Turnier in der Schweiz – Internationales Turnier. Was ist so anders?

Viele haben von ihnen gehört, einige schauen sich die Videos an, wenige haben teilgenommen – Das Internationale Turnier wie z.B. ein WorldCup, Weltmeisterschaft, Europameisterschaft, Universiade, European GrandPrix, Conquest Cup und was es sonst noch alles gibt.

Klar, der Unterschied ist, dass an einem internationalen Turnier halt viele Nationen teilnehmen und an schweizer Turnieren halt nur Schweizer (mit wenigen Teilnehmer-Ausnahmen). Was ist aber noch anders und warum sind die internationalen Turniere oftmals so speziell?

Anmeldung:

Es fängt damit an, dass man sich an internationale Turniere nicht einfach so anmelden kann. Dies muss normalerweise der Verband machen und der kann nur ein bestimmtes Kontingent buchen. Meistens nur 3 oder 4 pro Kategorie.

Die erste Anmeldung muss bereits teils 4-5 Monate vor dem Turnier gemacht werden, die Finale Bestätigung meistens 2-3 Monate vor dem Tag X, eine kurzfristige Anmeldung ist normalerweise nicht möglich. Anmeldungen an Turniere wie in der Schweiz bis ca 2 Tage vor dem Turnier sind absolut unmöglich.

Selektion:

Es braucht somit meistens eine Vorentscheidung innerhalb des Landes welche bestimmt, wer die Nationalmannschaft für dieses Turnier stellt. Dies kann je nach Situation ein einzelnes Turnier oder eine Reihe von Events sein. Eine längere Vorbereitungsphase mit Vor-Turnieren ist somit gesetzt.

Eine solche Qualifikationsperiode kann teils sehr lange sein und bereits im Vorjahr des Turniers beginnen. Eine gute Trainingsplanung von Seiten des Schützen ist somit unabdingbar.

Da teilweise nur 1 Platz pro Kategorie verfügbar ist (Beispiel Conquest Cup), kann die Selektion an sich schon ein grosser Fight sein und als Teil des Turnieres angeschaut werden. Teilweise sind die Selektionen auch gelinkt: Eine Selektion teilweise kann nur an einem anderen Internationalen Turnier geschossen werden. Dies kann die Selektionsdauer massiv verlängern in der man «parat» sein muss. Ein schlechtes Resultat kann so im dümmsten Falle gleich mehrere Turniere vorzeitig beenden. Der Druck in dieser Selektionsphase kann somit enorm werden.

Auch hier kein Vergleich zu schweizer Turnieren, wo man ohne Druck und Selektion auch «einfach mal teilnehmen» kann.

Reise:

Hat man die Selektion geschafft und der Verband hat die Anmeldung gemacht, so geht es darum, die Reise zu planen.
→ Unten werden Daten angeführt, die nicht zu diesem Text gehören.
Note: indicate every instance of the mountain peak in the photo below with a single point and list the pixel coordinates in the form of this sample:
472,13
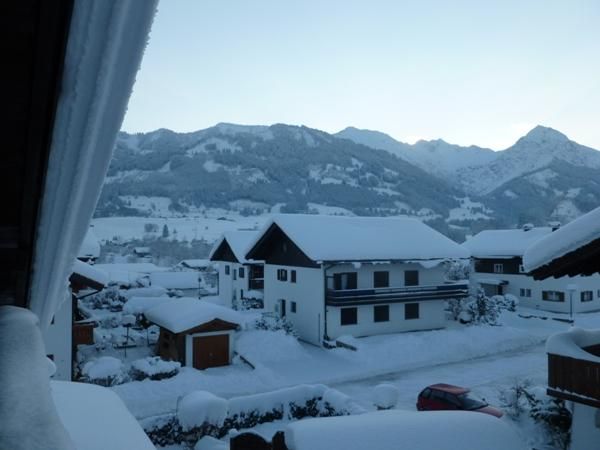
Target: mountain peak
541,134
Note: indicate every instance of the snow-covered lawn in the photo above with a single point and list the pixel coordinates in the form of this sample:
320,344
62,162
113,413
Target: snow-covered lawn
285,362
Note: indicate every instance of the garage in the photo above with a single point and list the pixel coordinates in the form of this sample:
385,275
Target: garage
194,332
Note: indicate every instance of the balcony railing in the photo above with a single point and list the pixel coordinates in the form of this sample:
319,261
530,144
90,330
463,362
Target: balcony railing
575,379
344,297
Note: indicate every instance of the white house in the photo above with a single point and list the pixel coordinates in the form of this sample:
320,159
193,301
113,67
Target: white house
573,356
239,278
333,276
497,266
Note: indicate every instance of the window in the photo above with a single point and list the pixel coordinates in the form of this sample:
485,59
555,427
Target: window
411,311
345,280
553,296
381,313
381,279
282,274
411,278
525,293
348,316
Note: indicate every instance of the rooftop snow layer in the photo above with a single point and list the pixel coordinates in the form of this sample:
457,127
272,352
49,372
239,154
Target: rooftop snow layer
239,241
175,280
566,239
90,272
83,407
339,238
572,343
504,243
184,313
90,248
385,430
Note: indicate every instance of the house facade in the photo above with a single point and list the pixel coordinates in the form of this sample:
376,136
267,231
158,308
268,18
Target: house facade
240,280
334,276
497,266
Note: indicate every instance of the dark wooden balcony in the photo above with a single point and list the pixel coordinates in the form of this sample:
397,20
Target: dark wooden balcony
574,379
346,297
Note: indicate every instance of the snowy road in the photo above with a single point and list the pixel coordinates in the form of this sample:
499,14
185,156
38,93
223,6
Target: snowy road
484,375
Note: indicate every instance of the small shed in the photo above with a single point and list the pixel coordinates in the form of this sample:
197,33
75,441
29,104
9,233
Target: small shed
194,332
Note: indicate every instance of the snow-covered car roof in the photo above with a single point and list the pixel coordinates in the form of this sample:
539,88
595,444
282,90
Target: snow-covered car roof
504,243
343,238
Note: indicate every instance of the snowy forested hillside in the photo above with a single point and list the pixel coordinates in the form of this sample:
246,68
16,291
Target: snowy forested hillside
253,169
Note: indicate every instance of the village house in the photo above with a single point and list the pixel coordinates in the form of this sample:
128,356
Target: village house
497,266
573,356
332,276
195,332
240,280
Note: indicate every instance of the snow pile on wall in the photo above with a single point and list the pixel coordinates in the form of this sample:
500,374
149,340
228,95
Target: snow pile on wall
184,313
281,346
385,396
387,430
566,239
572,343
200,407
28,417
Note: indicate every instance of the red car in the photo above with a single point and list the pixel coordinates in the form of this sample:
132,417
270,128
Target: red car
447,397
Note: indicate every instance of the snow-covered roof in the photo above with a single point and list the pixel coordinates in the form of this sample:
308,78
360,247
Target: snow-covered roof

Normalerweise heisst das: Fliegen.

In der Schweiz buchen wir Schützen die Flüge sehr oft selber. Je nach Fluglinie und Land sind dabei Bestimmungen für das Zusatzgepäck des Bogenkoffers zu beachten. So ist der Bogenkoffer meistens als Sportgepäck zugelassen, aber mit Zusatzkosten verbunden.

Je nach Zieldestination sind Einreise-Visa zu besorgen, was dauern kann und auch Kosten verursacht.

Allenfalls ist bereits in der Schweiz ein Hotel zu buchen für eine Nacht, je nachdem wann der Flug geht: So ist es vor 8 Uhr Abflug fast zwingend, die Nacht in einem Flughafenhotel zu verbringen und mit dem Shuttle im Morgengrauen an den Flughafen zu fahren.

Die Reise ist dann eigentlich eine normale Flugreise. Teilweise halt einfach sehr lange und mit diversen Umsteigen. So ist es nicht wirklich spassig vom WorldCup Shanghai (China) an den WorldCup Medellin (Kolumbien) zu fliegen: 23h im Flugzeug mit 2x Umsteigen. Ugh…

Da sind Turniere in der Schweiz doch einfacher zu erreichen mit einer Autofahrt von max 2h und maximal einer Übernachtung im Hotel.

Dauer:

Ist man endlich angekommen, gilt es allenfalls den Jetlag zu bewältigen. Oft muss das in einem Tag & einer Nacht geschehen da es am Folgetag bereits mit dem Turnier losgeht. Denn solch ein Turnier dauert nicht wie bei uns 1 oder maximal 2 Tage, sondern fast immer eine ganze Woche. Dies, da bei so vielen Schützen nicht mehr alle gleichzeitig schiessen können auf einem Wettkampffeld (Field of play). So schiessen teilweise Compound und Recurve morgens/Nachmittag getrennt. Bei z.B. über 700 Schützen an einer WM 2019 ist das auch sehr verständlich.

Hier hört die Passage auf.